In March 2013, the World Bank provided financial backing for a campaign to confront gender-based violence in Brazil. The campaign featured prominent male Brazilian athletes, actors and celebrities holding a poster with the words "Real Men Don’t Beat Women." The celebrities also recorded videos that were promoted via all forms of social media with the hashtag: #souhomemdeverdade. The images were picked up by Brazil’s most prestigious newspapers and periodicals and featured on Globo TV midday news (18 million viewers). Rio de Janeiro’s urban metro system (650,000 daily users) publicized the campaign for free during the months of March through May. The campaign effectively built on the back of the Maria da Penha Law on Domestic and Family Violence enacted in 2006.
The World Bank is providing Brazil with a US$500 million Development Policy Loan for a major infrastructure project to update and connect Rio de Janeiro’s urban transport system. The project takes gender-based violence considerations into account and uses the innovative strategy of piggybacking on the urban network to deliver a range of economic and legal resources to women. Now all stations will have women’s restrooms and improved lighting. Five major stations will have centers offering legal, medical, and counseling support to those affected by gender-based violence as well as 107 electronic information terminals. The project was approved in 2009 and still active in 2014.
A similar transport-led initiative is now under way in Ecuador. The World Bank loan of US$205 million will support funding for a subway system in Quito that will carry 400,000 people daily and facilitate safe mobility for female metro users by ensuring adequate lighting on platforms and surrounding areas and launching outreach campaigns to promote respectful conduct on board. The project was approved in 2013.
In Papua New Guinea, an IDA-funded project took a pioneering, gender-informed step when it consulted local women during the project identification stage of a new mining project. It became apparent that women anticipated higher levels of violence and abuse as a result of the influx of labor. They described shifts in social dynamics due to the sudden increase in income. In response to this, a woman was appointed to represent their concerns at the negotiations table. It was agreed that 10% of funds from the mine’s operations would be dedicated to programs supporting women and children. In 2012, 30 female leaders renegotiated the agreement and now 18.24% of funds go towards these programs. The project closed in 2013.

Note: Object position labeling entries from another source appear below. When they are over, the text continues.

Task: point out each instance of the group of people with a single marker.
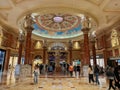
(112, 74)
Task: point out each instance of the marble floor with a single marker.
(49, 82)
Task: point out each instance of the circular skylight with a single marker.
(58, 19)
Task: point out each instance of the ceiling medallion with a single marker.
(55, 22)
(58, 19)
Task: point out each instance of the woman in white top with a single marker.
(36, 74)
(90, 72)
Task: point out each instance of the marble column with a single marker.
(7, 59)
(105, 49)
(28, 45)
(21, 40)
(86, 47)
(29, 28)
(70, 50)
(93, 51)
(44, 55)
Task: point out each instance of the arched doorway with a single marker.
(57, 55)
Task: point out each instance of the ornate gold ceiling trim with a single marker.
(5, 8)
(98, 3)
(47, 10)
(110, 10)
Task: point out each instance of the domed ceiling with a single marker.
(57, 26)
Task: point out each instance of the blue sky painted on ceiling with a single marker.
(57, 35)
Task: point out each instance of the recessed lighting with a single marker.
(58, 19)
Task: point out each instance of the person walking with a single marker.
(71, 68)
(111, 76)
(90, 74)
(36, 74)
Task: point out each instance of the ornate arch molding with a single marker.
(57, 46)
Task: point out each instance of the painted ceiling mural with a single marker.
(57, 26)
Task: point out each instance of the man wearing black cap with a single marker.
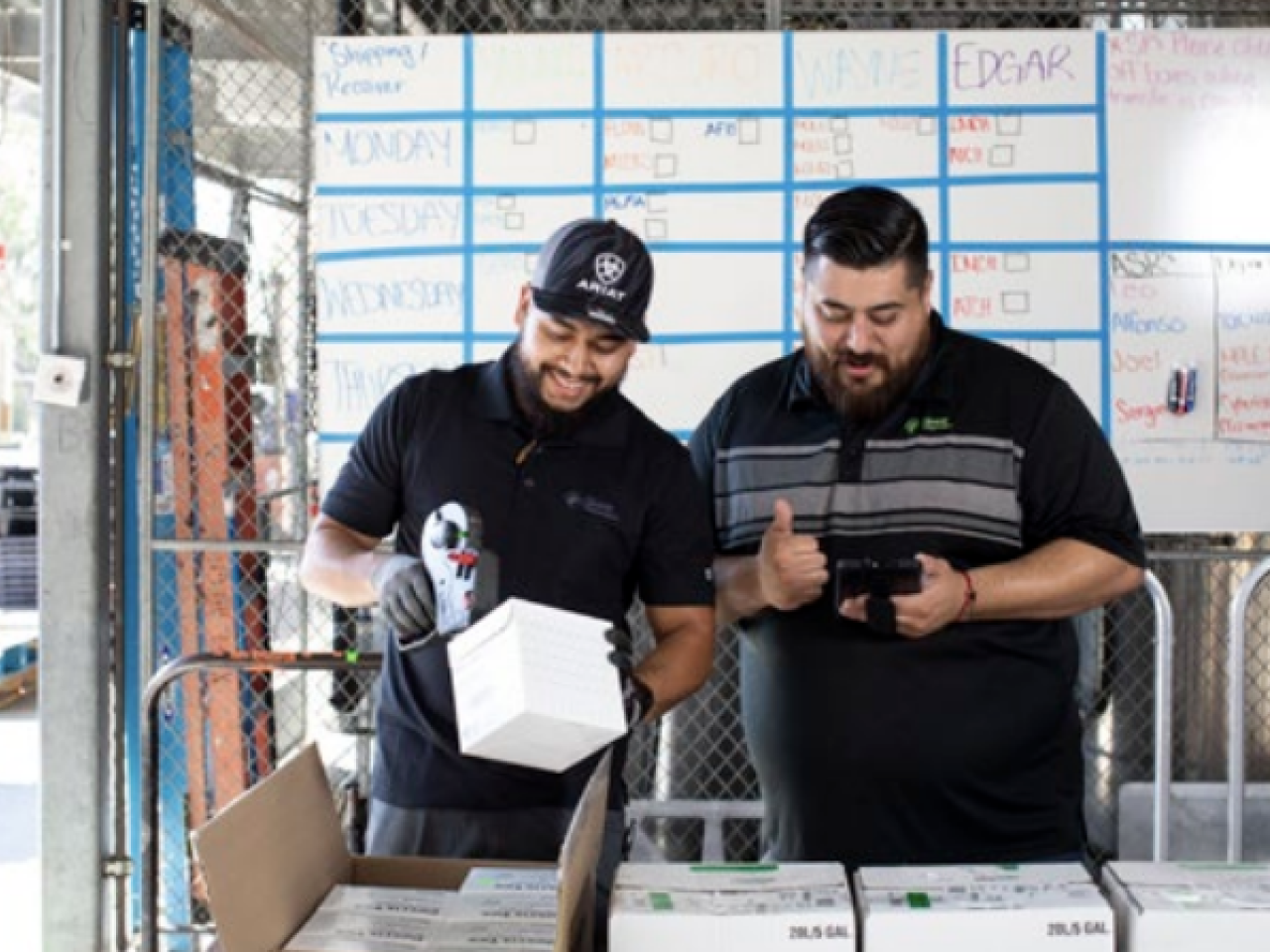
(587, 504)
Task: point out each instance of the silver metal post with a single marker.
(150, 229)
(1164, 717)
(1234, 696)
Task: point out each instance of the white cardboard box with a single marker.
(1040, 907)
(534, 685)
(763, 907)
(1180, 906)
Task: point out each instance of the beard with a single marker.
(544, 419)
(864, 405)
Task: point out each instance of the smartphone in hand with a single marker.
(876, 576)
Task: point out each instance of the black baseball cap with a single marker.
(598, 271)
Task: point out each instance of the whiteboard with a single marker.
(1096, 200)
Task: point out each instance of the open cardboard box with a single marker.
(273, 853)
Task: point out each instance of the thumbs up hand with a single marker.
(792, 567)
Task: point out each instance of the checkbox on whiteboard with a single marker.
(1010, 125)
(525, 132)
(1015, 302)
(1043, 352)
(1002, 157)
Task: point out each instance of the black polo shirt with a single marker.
(960, 747)
(580, 524)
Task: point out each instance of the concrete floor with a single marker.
(19, 826)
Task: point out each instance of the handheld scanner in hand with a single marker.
(876, 576)
(463, 574)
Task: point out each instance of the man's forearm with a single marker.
(738, 593)
(1058, 580)
(681, 660)
(338, 569)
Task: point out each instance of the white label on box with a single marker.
(363, 928)
(494, 907)
(488, 879)
(490, 936)
(738, 876)
(910, 878)
(382, 900)
(305, 942)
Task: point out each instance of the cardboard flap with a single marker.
(272, 855)
(579, 858)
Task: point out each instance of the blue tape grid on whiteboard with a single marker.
(1103, 232)
(788, 186)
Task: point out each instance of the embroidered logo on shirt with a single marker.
(599, 508)
(928, 424)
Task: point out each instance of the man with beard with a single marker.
(930, 728)
(584, 500)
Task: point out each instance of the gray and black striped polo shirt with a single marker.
(961, 747)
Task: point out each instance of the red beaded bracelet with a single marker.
(969, 597)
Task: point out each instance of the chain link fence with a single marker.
(234, 448)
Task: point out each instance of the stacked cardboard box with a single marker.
(1184, 906)
(983, 909)
(278, 875)
(763, 907)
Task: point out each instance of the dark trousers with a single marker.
(532, 834)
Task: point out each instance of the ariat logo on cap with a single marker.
(608, 268)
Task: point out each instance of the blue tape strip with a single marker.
(788, 271)
(407, 336)
(1225, 248)
(1039, 334)
(468, 180)
(597, 119)
(1103, 234)
(688, 113)
(1075, 178)
(942, 51)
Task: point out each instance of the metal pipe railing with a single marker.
(243, 662)
(1234, 697)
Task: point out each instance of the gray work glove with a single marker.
(407, 598)
(636, 696)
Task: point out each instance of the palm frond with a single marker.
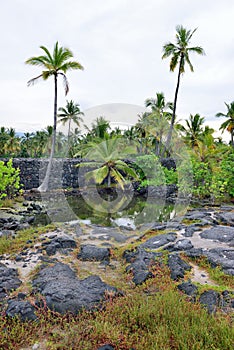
(65, 83)
(118, 177)
(32, 81)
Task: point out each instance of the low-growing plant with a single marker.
(9, 180)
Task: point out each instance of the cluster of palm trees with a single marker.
(152, 133)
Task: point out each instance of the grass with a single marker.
(141, 320)
(152, 316)
(216, 274)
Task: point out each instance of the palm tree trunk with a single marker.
(68, 136)
(45, 183)
(169, 136)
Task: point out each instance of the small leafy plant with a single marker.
(10, 185)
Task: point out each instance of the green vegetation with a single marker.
(152, 316)
(9, 181)
(55, 65)
(179, 53)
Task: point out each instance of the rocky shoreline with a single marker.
(48, 265)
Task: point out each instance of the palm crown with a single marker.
(180, 51)
(54, 64)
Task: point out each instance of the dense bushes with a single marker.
(9, 180)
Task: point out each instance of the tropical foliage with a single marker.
(179, 53)
(9, 180)
(56, 64)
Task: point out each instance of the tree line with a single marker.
(152, 134)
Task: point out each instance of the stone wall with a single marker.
(64, 171)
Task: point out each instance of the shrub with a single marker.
(9, 180)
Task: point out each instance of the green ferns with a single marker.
(9, 180)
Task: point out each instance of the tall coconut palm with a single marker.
(105, 158)
(229, 123)
(179, 53)
(12, 146)
(159, 105)
(56, 64)
(71, 113)
(193, 130)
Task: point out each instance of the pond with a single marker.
(127, 211)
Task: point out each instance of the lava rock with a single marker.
(141, 261)
(159, 241)
(22, 309)
(177, 266)
(59, 243)
(188, 288)
(90, 252)
(210, 299)
(64, 292)
(9, 280)
(220, 233)
(106, 347)
(180, 245)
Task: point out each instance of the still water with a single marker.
(109, 211)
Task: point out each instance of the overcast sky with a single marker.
(119, 43)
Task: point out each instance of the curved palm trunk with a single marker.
(169, 136)
(68, 137)
(45, 183)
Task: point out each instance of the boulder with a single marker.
(220, 233)
(9, 280)
(180, 245)
(64, 292)
(177, 266)
(210, 299)
(159, 241)
(22, 309)
(140, 263)
(188, 288)
(90, 252)
(59, 243)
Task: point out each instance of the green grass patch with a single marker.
(216, 274)
(163, 320)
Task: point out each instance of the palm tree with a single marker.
(3, 139)
(26, 144)
(158, 104)
(12, 146)
(71, 113)
(193, 130)
(107, 163)
(100, 127)
(55, 64)
(229, 123)
(179, 53)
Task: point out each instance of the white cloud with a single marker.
(120, 45)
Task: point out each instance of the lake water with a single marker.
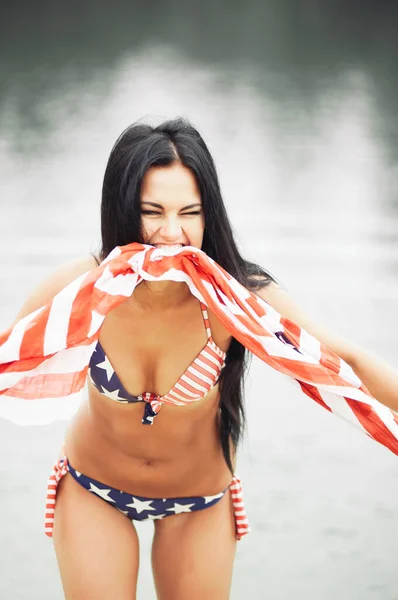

In June 2012, a Japan Social Development Fund (JSDF)-funded program launched the Justice Center for Legal Aid (JCLA) in Jordan. Its six new Legal Aid Centers (LAC) provide free legal counseling services and representation to those who lack sufficient financial means. JCLA is now the largest single provider of legal aid services in Jordan and 70% of its beneficiaries are women. Its services are delivering essential legal support to women who face daily emotional and physical violence and intimidation designed to isolate them from their personal and economic assets. To date JCLA has provided counseling to 3,400 men and women and represented more than 1,480 in court. The project remains active in 2014.